With two wars winding down, the Pentagon's $650-billion annual budget offers tempting but politically risky targets for spending slashers duelling it out over the U.S. debt ceiling.

Defence is by far the biggest discretionary chunk in the U.S. federal budget. But cutting defence spending is a political minefield. Every base has a powerful constituency. Every shiny new weapon is backed by a gaggle of powerful lobbyists and dire warnings that cuts mean vulnerabilities and jobs lost. And with tens of thousands of "wounded warriors," cutting veterans' benefits is even more politically dangerous.

No president - even one who reached the Oval Office on a pledge to get out of Iraq - can afford to seem "soft" on defence. Nevertheless, the Pentagon faces the axe.

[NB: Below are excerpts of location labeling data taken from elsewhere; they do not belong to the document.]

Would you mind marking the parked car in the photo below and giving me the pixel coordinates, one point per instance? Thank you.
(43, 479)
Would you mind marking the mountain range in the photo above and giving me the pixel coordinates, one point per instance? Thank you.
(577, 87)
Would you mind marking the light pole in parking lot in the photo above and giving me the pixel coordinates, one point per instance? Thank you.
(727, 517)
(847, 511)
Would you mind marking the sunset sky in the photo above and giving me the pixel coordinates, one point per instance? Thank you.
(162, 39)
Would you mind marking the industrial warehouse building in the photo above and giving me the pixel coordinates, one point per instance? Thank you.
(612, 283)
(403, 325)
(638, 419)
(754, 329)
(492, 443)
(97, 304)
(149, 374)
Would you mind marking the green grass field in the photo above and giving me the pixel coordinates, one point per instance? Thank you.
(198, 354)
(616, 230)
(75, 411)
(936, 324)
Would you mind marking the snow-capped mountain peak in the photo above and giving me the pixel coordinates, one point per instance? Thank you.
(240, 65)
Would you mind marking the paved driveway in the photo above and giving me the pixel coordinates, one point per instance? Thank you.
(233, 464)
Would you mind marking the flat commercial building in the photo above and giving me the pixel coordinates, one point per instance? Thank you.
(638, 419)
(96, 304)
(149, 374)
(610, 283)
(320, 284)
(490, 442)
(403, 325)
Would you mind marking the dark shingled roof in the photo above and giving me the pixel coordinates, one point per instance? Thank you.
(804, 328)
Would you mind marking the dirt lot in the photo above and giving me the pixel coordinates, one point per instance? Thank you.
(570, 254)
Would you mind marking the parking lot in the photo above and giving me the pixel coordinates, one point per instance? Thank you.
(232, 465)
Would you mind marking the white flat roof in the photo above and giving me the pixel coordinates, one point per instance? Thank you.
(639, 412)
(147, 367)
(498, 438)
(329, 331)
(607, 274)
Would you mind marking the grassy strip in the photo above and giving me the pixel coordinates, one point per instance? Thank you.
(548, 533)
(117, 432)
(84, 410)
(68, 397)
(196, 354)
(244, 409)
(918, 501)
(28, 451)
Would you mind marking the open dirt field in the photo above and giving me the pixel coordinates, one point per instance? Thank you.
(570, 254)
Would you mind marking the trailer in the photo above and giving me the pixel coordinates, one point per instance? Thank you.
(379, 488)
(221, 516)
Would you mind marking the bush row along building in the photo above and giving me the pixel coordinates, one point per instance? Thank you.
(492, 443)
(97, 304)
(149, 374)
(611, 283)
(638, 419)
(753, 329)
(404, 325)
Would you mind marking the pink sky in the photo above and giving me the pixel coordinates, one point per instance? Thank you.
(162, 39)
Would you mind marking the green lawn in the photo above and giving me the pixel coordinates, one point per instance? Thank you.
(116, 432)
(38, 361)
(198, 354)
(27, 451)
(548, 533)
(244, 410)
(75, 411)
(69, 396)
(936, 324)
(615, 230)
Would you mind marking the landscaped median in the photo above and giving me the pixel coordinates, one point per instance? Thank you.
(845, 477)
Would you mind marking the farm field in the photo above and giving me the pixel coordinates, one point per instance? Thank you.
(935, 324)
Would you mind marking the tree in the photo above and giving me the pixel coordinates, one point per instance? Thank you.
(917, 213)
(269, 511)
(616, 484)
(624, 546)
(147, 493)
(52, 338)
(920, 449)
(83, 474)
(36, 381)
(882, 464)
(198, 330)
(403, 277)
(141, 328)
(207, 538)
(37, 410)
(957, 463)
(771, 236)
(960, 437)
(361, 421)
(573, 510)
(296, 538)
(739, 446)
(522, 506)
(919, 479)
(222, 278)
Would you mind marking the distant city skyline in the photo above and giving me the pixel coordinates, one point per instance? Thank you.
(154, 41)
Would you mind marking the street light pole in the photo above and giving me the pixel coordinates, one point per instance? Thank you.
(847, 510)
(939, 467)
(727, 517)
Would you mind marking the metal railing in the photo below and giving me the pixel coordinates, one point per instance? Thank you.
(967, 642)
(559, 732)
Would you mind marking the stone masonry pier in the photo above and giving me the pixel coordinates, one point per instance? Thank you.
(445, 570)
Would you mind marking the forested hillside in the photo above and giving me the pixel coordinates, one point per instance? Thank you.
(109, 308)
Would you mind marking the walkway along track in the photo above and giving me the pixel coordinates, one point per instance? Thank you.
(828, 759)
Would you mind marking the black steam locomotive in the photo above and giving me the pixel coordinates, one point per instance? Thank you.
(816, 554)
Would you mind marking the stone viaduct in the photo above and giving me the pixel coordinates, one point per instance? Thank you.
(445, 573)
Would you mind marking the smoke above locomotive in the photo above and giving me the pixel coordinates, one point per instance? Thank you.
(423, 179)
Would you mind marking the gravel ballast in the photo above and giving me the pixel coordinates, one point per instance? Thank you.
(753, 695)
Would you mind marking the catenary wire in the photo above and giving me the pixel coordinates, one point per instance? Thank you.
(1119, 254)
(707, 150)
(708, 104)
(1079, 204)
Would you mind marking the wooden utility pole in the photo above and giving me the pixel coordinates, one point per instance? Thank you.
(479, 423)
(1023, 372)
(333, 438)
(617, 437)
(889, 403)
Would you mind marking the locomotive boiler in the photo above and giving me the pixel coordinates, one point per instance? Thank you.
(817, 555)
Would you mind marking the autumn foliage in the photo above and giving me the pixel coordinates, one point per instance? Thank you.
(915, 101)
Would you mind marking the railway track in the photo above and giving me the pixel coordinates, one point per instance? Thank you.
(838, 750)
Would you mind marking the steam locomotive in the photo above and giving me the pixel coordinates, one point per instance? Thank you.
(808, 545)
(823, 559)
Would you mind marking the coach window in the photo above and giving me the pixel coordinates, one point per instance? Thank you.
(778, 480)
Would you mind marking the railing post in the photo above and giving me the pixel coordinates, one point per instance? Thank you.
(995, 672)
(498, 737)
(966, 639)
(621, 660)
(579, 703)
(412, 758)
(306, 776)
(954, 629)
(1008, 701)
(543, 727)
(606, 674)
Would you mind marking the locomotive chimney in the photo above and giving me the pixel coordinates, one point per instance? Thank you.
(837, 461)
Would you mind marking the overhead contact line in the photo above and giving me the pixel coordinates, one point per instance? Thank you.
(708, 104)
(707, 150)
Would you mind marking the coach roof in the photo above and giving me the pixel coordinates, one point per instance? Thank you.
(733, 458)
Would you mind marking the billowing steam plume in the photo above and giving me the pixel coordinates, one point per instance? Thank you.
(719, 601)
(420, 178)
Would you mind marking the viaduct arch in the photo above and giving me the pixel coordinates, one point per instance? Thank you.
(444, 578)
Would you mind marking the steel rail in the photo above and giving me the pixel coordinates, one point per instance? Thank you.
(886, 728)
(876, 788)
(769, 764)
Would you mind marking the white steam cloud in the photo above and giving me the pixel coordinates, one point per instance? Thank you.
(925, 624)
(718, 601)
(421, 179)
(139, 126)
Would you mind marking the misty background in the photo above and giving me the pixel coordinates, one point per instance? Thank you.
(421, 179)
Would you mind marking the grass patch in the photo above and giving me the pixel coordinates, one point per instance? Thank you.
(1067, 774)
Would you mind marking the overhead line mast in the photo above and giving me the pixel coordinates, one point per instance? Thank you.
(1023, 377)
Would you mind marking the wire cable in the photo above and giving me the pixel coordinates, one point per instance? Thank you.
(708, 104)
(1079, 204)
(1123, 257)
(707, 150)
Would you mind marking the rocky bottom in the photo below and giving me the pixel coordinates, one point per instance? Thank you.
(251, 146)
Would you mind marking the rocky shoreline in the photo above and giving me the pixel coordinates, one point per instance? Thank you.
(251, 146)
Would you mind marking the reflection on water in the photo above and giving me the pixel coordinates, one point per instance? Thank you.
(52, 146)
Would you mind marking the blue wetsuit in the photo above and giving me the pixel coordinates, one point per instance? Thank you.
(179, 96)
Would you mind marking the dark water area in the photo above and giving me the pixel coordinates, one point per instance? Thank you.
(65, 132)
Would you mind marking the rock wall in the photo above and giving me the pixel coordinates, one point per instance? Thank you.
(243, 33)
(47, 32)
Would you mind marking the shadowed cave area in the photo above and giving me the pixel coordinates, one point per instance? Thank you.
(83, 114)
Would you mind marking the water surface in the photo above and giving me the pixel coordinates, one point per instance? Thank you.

President Barack Obama has called for $400-billion in cuts - over 12 years. Serious budget cutters want far more. Among the most tempting targets are these big-ticket items.

F-35s

Tens of billions in savings - just for cutting a few hundred warplanes - is the untested claim of those targeting the F-35 Joint Strike Fighter. It's the trillion-dollar warplane - the most expensive Pentagon project ever. But years late, the promise has faded of a multi-role warplane that would replace half a dozen aging types of fighters and bombers for the navy, air force and marines, and serve a huge export market. Instead of money-saving variants of a single basic design, the F-35 will cost 30 per cent more to fly than the older warplanes it replaces. The United States wants 2,443 F-35s. Close allies have ordered 700 more, including 65 for Canada. With thousands of aging fighters nearing their final flights, scrapping the entire F-35 program seems unlikely. But big cuts may be in the offing. Perversely, that could drive up the per-plane cost sky high for small buyers such as Canada.

Troops

Bringing home tens of thousands of troops from Iraq and Afghanistan saves some money, but actually cutting the size of the army, navy and air force generates huge savings. Current plans call for trimming 47,000 troops. That's a tiny fraction of America's 1.45-million men and women in uniform. Another 800,000 are part-time soldiers, in the reserves and national guard. Reducing future enlistment is politically safer than actually cutting serving soldiers. And cutting deployments overseas is far easier than closing bases at home. Estimates vary but, on average, a soldier based overseas (but not in a war zone) costs $500,000 annually.

Carrier battle groups

America has 11 mighty nuclear-powered Nimitz-class aircraft supercarriers, each one surrounded by a fleet of cruisers, destroyers, frigates, resupply ships and a nuclear-attack submarine or two. With more warplanes than most entire countries, each battle group alone is more powerful than any other navy on Earth. New ones, even bigger and more expensive, are on the way. The new supercarrier Gerald R. Ford, due to join the navy in 2015, will cost $5.1-billion, not including warplanes, it's fleet of escorts and operating costs over a half-century life. Eventually, the U.S. Navy wants 11 Ford-class ships to replace all 11 of the existing supercarriers. While the new carriers may actually be less expensive to deploy - with significantly smaller crews - even Robert Gates, the recently retired defence secretary, questioned whether America still needs 11 carrier groups. Replacing the existing 11 with seven of the new ones would save hundreds of billions over the next five decades.